Multidimensional calibration spaces in Staphylococcus Aureus detection using chitosan-based genosensors and electronic tongue

Mastitis diagnosis can be made by detecting Staphylococcus aureus (S. aureus), which requires high sensitivity and selectivity. Here, we report on microfluidic genosensors and electronic tongues to detect S. aureus DNA using impedance spectroscopy with data analysis employing visual analytics and machine learning techniques. The genosensors were made with layer-by-layer films containing either 10 bilayers of chitosan/chondroitin sulfate or 8 bilayers of chitosan/sericin functionalized with an active layer of cpDNA S. aureus. The specific interactions leading to hybridization in these genosensors allowed for a low limit of detection of 5.90 × 10−19 mol/L. The electronic tongue had four sensing units made with 6-bilayer chitosan/chondroitin sulfate films, 10-bilayer chitosan/chondroitin sulfate, 8-bilayer chitosan/sericin, and 8-bilayer chitosan/gold nanoparticles modified with sericin.
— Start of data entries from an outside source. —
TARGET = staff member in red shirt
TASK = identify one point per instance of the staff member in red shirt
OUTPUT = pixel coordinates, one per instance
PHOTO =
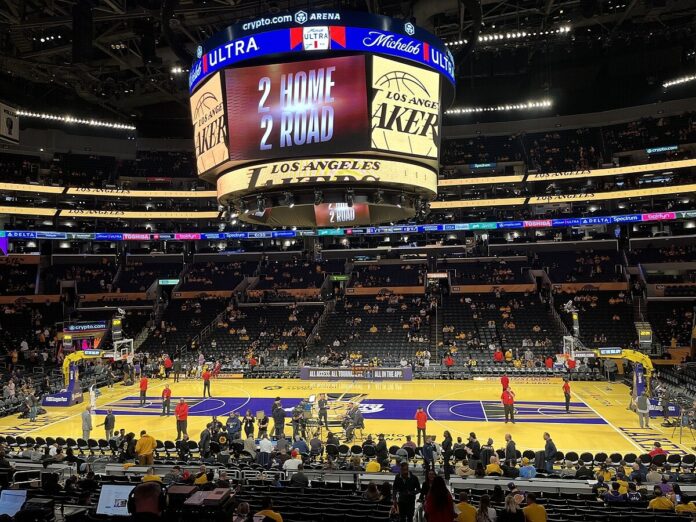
(167, 366)
(421, 420)
(566, 394)
(181, 414)
(449, 363)
(166, 401)
(508, 399)
(143, 390)
(206, 382)
(505, 381)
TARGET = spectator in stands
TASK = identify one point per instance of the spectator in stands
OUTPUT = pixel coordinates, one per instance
(146, 502)
(86, 423)
(145, 449)
(493, 468)
(512, 511)
(657, 450)
(485, 512)
(614, 495)
(439, 506)
(633, 495)
(299, 478)
(659, 502)
(462, 469)
(150, 476)
(527, 470)
(467, 512)
(421, 422)
(173, 475)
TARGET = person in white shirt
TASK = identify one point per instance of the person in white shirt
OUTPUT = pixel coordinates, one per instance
(265, 444)
(292, 463)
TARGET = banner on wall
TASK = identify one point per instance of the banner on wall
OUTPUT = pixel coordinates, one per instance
(405, 109)
(209, 124)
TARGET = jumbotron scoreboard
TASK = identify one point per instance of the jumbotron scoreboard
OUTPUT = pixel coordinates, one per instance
(321, 118)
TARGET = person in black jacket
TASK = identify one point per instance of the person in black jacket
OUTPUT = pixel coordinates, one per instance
(447, 453)
(278, 415)
(405, 490)
(549, 453)
(382, 450)
(474, 450)
(510, 451)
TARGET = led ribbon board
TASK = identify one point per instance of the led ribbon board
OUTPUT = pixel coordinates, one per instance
(307, 32)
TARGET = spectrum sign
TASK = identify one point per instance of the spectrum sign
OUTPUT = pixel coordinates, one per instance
(322, 31)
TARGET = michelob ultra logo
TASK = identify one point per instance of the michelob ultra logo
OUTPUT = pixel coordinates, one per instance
(326, 171)
(209, 126)
(405, 108)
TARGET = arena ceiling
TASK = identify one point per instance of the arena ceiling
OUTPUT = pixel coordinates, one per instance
(617, 52)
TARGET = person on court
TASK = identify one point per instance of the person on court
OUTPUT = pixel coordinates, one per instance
(206, 375)
(566, 394)
(143, 390)
(508, 400)
(421, 422)
(322, 405)
(166, 401)
(181, 414)
(505, 381)
(177, 369)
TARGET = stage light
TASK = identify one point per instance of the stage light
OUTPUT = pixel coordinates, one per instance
(532, 104)
(79, 121)
(288, 199)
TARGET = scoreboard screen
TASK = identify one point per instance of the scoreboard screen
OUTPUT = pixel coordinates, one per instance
(297, 109)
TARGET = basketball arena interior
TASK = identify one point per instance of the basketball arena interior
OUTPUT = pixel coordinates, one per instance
(426, 260)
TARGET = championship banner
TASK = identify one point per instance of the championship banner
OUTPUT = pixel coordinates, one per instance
(614, 171)
(209, 124)
(589, 287)
(201, 294)
(334, 214)
(9, 123)
(293, 292)
(405, 109)
(326, 171)
(126, 214)
(127, 296)
(27, 299)
(455, 182)
(616, 194)
(475, 203)
(297, 108)
(125, 193)
(25, 187)
(361, 290)
(28, 211)
(485, 289)
(17, 260)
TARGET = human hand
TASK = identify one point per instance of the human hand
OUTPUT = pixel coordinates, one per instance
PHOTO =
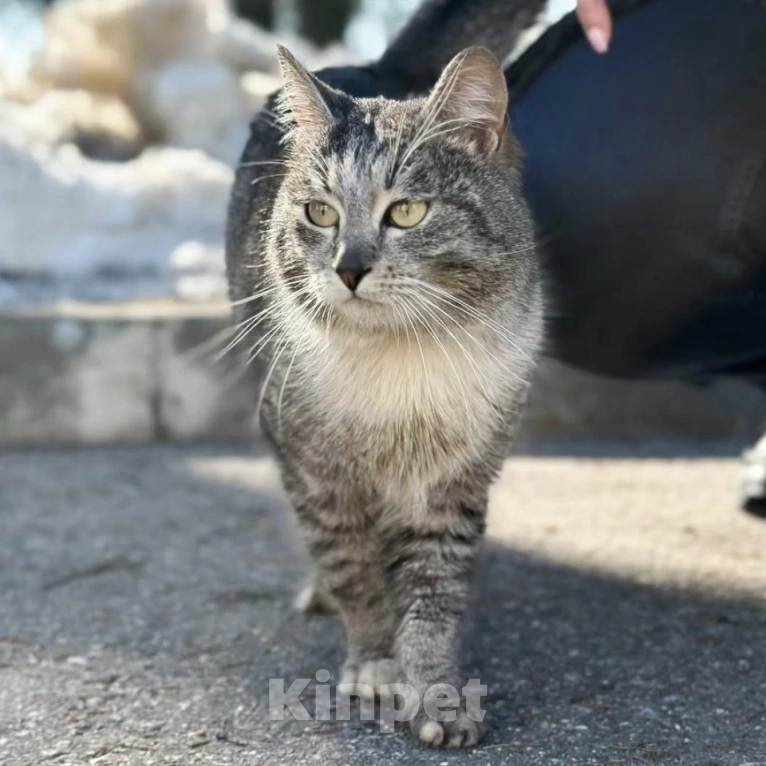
(596, 22)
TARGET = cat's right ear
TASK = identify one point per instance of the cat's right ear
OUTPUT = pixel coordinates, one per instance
(304, 97)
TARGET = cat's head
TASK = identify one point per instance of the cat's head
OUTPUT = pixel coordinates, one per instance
(394, 213)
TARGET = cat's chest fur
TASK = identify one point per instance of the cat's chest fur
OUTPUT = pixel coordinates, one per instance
(410, 413)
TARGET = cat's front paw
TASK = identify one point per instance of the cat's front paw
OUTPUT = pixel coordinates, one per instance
(370, 679)
(461, 732)
(313, 599)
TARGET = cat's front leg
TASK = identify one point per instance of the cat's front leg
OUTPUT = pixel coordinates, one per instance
(345, 549)
(429, 564)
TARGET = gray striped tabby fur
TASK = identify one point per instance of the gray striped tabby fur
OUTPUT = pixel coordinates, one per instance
(391, 408)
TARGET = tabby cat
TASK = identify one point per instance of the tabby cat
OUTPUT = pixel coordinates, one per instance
(387, 270)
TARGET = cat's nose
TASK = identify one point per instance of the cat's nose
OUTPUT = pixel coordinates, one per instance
(351, 277)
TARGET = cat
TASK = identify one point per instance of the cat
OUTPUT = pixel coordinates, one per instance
(385, 265)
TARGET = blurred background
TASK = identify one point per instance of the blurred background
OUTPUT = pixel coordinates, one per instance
(121, 122)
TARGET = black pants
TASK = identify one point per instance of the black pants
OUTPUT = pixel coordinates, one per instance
(646, 172)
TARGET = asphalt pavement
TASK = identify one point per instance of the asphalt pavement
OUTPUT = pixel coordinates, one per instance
(619, 614)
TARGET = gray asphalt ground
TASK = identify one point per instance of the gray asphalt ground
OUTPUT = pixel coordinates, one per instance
(619, 616)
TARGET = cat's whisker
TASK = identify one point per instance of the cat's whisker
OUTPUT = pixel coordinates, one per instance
(481, 378)
(444, 351)
(266, 178)
(249, 325)
(461, 328)
(474, 313)
(426, 378)
(258, 163)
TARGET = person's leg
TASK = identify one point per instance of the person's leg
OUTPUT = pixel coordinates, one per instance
(646, 172)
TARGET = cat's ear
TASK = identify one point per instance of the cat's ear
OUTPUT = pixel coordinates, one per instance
(471, 99)
(304, 97)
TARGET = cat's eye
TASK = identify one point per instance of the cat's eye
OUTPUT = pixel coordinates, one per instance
(407, 213)
(322, 214)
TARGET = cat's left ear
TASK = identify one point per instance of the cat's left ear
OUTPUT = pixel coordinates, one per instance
(471, 99)
(303, 96)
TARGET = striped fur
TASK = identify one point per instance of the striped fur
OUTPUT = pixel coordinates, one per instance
(391, 412)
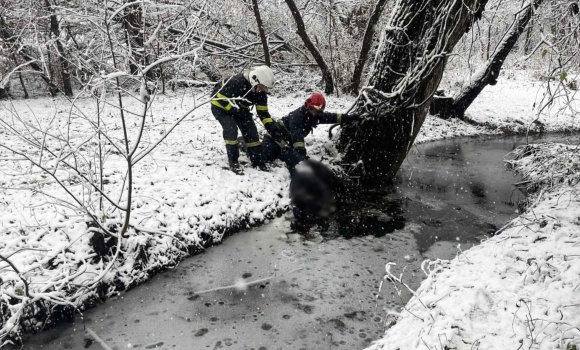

Despite the absence of specific interactions, various concentrations of DNA S. aureus could be distinguished when the impedance data were plotted using a dimensionality reduction technique. Selectivity of S. aureus DNA was confirmed using multidimensional calibration spaces, based on machine learning, with accuracy up to 89 % for the genosensors and 66 % for the electronic tongue. Hence, with these computational methods one may opt for the more expensive genosensors or the simpler and cheaper electronic tongue, depending on the sensitivity level required to diagnose mastitis.